Open rocallahan opened 6 years ago
@rocallahan Is this change still being considered?
I have modified rr locally to use counter 0x5120c4 (BR_INST_RETIRED.NEAR_TAKEN) and the results are pretty good:
The following tests FAILED:
1434 - mmap_shared_dev_zero-32 (Failed)
1435 - mmap_shared_dev_zero-32-no-syscallbuf (Failed)
2 tests have failed, but on my machine the same tests are failing even with unpatched rr, so the failures are probably unrelated to the counter change.
If you pull from master those tests are probably fixed.
That does sound pretty good. Can you do several runs of the test suite to make sure? Is there any particular reason why you tried this?
I pulled from master, ran the test suite 5 times with patched rr and there were no failures this time.
The main reasson I tried this was because I have read issue #2263, thought about it, and came to the conclusion that counting only conditional branches is technically incorrect and the only correct solution is to count all taken branches.
That being said, it looks like in real world programs indistinguishable states are pretty rare. I'm guessing this is the reason why this issue hasn't been fixed yet.
It sounds like we could take this change, at least for your microarchitecture (which one?), and it would probably make rr work a little better. We don't know yet how reliable this is across microarchitecture revs; I haven't even checked where it's available. I know when we started out with Sandy Bridge this didn't work.

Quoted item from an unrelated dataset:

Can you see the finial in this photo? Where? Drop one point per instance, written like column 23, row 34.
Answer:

Taking this change would mean that we create some cases where traces recorded on some microarchitecture(s) can't be replayed on other microarchitectures. That's unfortunate. I guess it's probably still worth doing, but we definitely would need to extend PerfCounters
so that CPUs that can use both RCB and taken-branches can replay either kind of trace.
Right now the PMU_TICKS_TAKEN_BRANCHES
flag is a bit of a hack; it indicates that PmuConfig::rcb_cntr_event
actually means taken branches IF we subtract the value of PmuConfig::minus_ticks_cntr_event
. So I think what we need to do is break out event definitions from PmuConfig
, e.g.
struct EventConfig {
unsigned primary_event; // 0 means event not supported
unsigned subtract_event; // 0 means subtraction not needed
uint32_t skid_size;
};
struct PmuConfig {
CpuMicroarch uarch;
const char* name;
EventConfig retired_conditional_branches_event;
EventConfig taken_branches_event;
uint32_t flags;
};
something like that?
I think I'd accept a PR like this.
I am assuming that the existing TicksSemantics
TICKS_TAKEN_BRANCHES
means the same thing on AMDF15R30
as your BR_INST_RETIRED.NEAR_TAKEN
... and that it means the same thing across Intel microarchitecture revs. I hope that's true!
This would avoid issues like #2263 where we get into identical-looking program states.
We could try something like @pipcet did for AMD Bulldozer, using the difference of two performance counters to get a reliable value.
Another possibility is to use Intel PT to track control flow. We might not be able to trigger interrupts for replay but that might be OK since the counter for interrupts doesn't need to be as reliable.